At its heart, The Lightning Bottles is about uncompromising love, and this love is the root of any hope that still lingers in the novel after Jane and Elijah’s experiences in the beginning of their career. An epigraph from Kahlil Gibran’s The Prophet grounds the story: “One day you will ask me which is more important? My life or yours? I will say mine and you will walk away not knowing that you are my life.” By the end of the novel, the resonance of Gibran’s words with the biting tragedy and lingering hope of Jane and Elijah’s journey is fully realized and crystal clear.
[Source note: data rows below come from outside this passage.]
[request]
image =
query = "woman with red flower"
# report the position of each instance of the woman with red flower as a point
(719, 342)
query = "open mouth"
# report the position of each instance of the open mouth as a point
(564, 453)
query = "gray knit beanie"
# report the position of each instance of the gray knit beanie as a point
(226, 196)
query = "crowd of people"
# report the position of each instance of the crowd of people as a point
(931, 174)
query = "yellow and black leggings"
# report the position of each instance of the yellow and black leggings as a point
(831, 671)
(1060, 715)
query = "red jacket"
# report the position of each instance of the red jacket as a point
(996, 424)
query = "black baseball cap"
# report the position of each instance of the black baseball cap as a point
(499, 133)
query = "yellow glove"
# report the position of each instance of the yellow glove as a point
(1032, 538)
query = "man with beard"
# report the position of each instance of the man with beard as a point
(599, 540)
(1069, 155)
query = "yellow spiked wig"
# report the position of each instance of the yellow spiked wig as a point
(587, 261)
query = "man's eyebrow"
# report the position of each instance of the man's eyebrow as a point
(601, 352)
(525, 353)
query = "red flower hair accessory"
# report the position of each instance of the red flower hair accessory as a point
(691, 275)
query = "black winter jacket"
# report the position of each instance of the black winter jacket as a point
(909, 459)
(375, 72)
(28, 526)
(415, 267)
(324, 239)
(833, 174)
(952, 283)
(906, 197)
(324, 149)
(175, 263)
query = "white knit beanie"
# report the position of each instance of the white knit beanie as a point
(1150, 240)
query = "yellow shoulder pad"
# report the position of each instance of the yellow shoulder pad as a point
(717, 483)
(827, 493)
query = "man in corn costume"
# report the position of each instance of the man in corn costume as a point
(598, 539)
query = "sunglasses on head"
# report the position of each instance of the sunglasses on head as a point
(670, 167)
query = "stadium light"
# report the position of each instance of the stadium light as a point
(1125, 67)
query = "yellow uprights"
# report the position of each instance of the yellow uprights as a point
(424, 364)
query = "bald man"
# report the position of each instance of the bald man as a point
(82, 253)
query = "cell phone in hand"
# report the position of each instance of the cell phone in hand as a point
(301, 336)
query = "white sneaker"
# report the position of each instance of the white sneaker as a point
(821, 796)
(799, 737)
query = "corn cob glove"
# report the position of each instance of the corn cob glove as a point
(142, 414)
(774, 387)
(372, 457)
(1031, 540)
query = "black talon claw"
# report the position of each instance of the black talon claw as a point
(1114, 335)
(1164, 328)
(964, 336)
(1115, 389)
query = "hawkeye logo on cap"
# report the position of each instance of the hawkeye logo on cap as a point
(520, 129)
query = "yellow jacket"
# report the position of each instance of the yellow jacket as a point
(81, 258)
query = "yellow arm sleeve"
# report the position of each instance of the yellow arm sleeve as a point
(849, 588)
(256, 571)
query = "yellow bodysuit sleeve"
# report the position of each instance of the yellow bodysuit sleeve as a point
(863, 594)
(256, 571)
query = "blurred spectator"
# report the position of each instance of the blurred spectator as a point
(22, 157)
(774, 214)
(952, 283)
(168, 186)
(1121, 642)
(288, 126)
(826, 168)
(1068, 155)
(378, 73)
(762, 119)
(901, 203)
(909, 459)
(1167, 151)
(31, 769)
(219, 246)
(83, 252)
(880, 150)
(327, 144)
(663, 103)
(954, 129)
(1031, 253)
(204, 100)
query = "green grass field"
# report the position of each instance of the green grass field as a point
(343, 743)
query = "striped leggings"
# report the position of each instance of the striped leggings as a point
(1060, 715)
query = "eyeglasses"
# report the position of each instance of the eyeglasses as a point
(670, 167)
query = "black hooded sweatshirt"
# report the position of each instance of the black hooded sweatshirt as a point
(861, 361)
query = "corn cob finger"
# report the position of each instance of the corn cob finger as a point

The Lightning Bottles should be on the radar of anyone interested in the nineties alternative music scene—it is undoubtedly a novel for music lovers. Stapley may take the lives of rock stars as her primary focus, but she also has compassion for the love fans have for their favourite musicians. The reader can sympathize with Jane, but likely shares more similarities with Hen, who spends her days tuned in to her local radio station eagerly waiting to hear her favourite songs and practicing drums in her bedroom on a DIY kit made of buckets, dreaming of one day starting a band of her own.
In The Lightning Bottles, the best-case scenario for its protagonists is to simply emerge on the other side of fame damaged but at least still alive. After the damage has been done, you will be left wondering if the suffering that comes with fame could ever be worth the music made in the process.